The final few words of 3:28 tell us why this should be; we are “all one in Christ Jesus”. When we come to faith we are joined together with Jesus; He lives in us and with us and we are co-heirs with Him of the heavenly inheritance that will one day come our way. How does this happen; this being “all one in Christ Jesus”? The answer is quite simple; it happens when we come to faith in Jesus as our Lord and Saviour. At that moment we become united with Him, part of God’s great family; one in and with Jesus and all discrimination between believers is ended. In coming to faith we begin a new relationship with God and His Son. Our faith opens doors by unlocking the door that has kept us locked up in the prison of sin. Our faith in Jesus sets us free.
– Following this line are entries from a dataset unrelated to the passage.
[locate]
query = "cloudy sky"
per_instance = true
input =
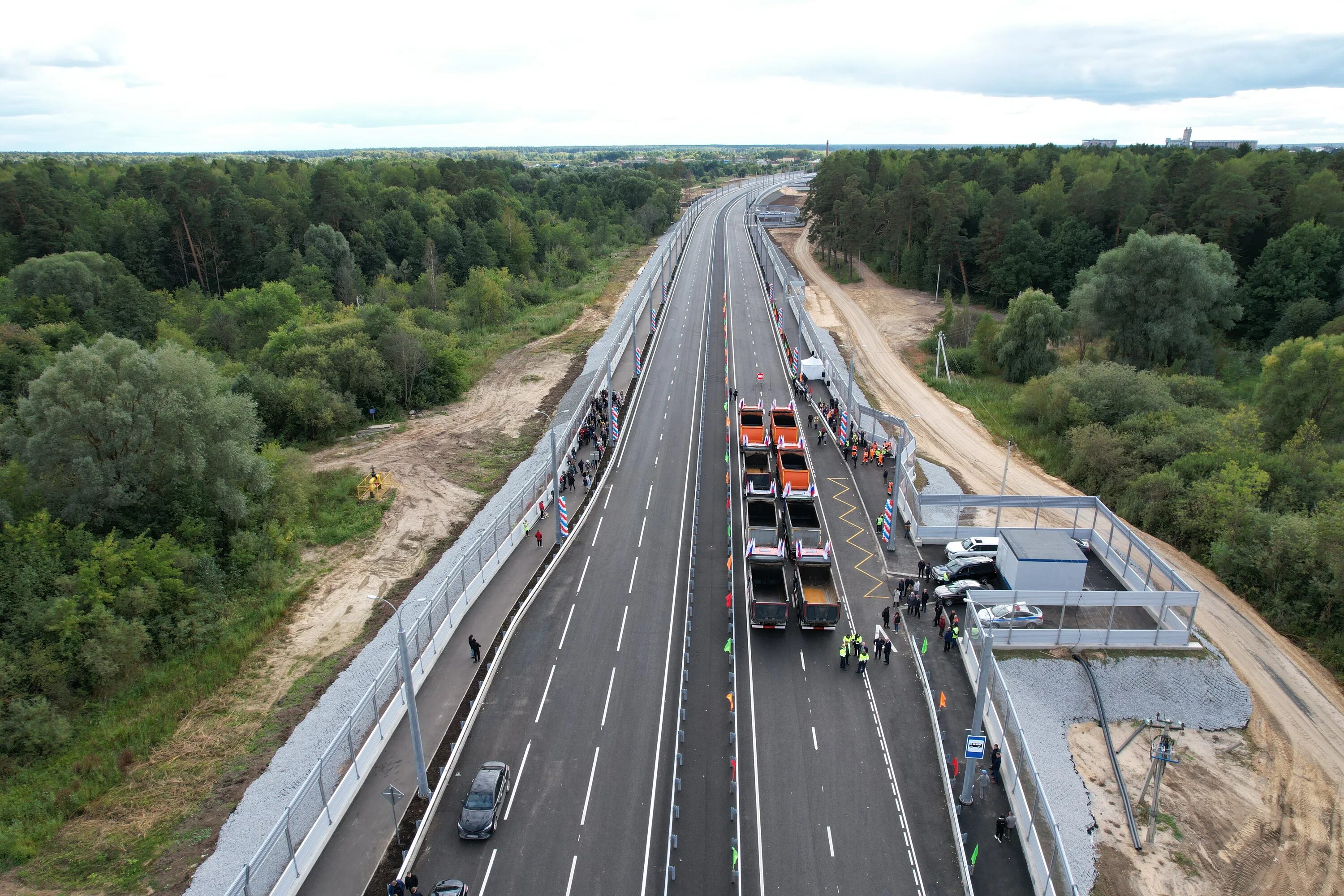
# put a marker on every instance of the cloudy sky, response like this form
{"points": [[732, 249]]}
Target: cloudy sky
{"points": [[281, 76]]}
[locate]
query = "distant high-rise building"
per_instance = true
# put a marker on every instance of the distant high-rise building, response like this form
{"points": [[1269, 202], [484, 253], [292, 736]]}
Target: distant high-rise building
{"points": [[1209, 144]]}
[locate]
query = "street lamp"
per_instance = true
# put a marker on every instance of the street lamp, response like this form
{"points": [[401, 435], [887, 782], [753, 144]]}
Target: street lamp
{"points": [[409, 691], [556, 473]]}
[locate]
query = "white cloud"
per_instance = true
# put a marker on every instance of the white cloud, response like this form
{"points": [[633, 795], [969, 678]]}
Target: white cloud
{"points": [[88, 76]]}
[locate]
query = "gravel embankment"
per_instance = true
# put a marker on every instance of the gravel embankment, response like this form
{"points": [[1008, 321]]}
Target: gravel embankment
{"points": [[1051, 695]]}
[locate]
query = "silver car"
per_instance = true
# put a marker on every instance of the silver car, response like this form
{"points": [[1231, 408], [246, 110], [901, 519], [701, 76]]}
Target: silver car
{"points": [[978, 546]]}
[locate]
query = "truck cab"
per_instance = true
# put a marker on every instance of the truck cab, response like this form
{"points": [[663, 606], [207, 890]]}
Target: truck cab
{"points": [[784, 426], [803, 527], [757, 474], [768, 595], [764, 542], [815, 598], [752, 426], [793, 469]]}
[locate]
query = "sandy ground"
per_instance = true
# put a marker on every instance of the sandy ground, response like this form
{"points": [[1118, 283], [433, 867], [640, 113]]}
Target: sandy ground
{"points": [[1299, 712], [1219, 839]]}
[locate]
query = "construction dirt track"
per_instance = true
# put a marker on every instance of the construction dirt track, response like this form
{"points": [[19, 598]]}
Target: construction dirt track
{"points": [[1292, 843]]}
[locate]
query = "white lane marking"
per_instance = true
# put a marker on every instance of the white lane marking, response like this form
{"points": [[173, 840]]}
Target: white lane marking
{"points": [[570, 886], [487, 879], [604, 707], [568, 625], [592, 775], [514, 796], [543, 695]]}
Paul rounds of this short section in 3:29 by referring to Abraham again. The Jews felt that they were special because they were of “Abraham’s seed, and heirs according to the promise”. What Paul has been arguing is that since Abraham was counted as righteous simply because he “believed God” (3:6), all those who also place their faith in Christ are also from “Abraham’s seed” regardless of whether they were Jews or Gentiles, his argument being that those who responded to God in faith just as Abraham did are Abraham’s children. The NLT suggests that all those who belong to Christ “are the true children of Abraham”.
These are powerful verses, verses that expand on the thought of moving from being under the Law to being under God’s grace through faith in Jesus Christ. Faith is the key issue here which is no doubt why Paul uses the word five times. It is faith that unites us to Christ; it is faith that removes discriminatory barriers; it is faith that brings us into God’s family as His children.
As we come to faith in Jesus we become immersed in Him just as we are immersed in water when and if we are actually baptised, so the act of coming to faith sees us fully immersed in Christ. Paul is not saying here that baptism as such brings about that faith; it is an act of obedience not a means of coming to faith and it is important that we see it as such. The Jews had been arguing that the Gentile believers needed to be circumcised to prove that they were true believers. Given that, it hardly seems likely that Paul would now argue that baptism was needed as part of the act of coming to faith. No, Paul only ever preached that coming to faith in Jesus Christ was the essential act for us to be forgiven for our sins and receive the promise of salvation and eternal life spent with Jesus.
It is important that all those who do not yet know Jesus in this way think about these things and seek to become united in Christ and children of God through faith in Jesus.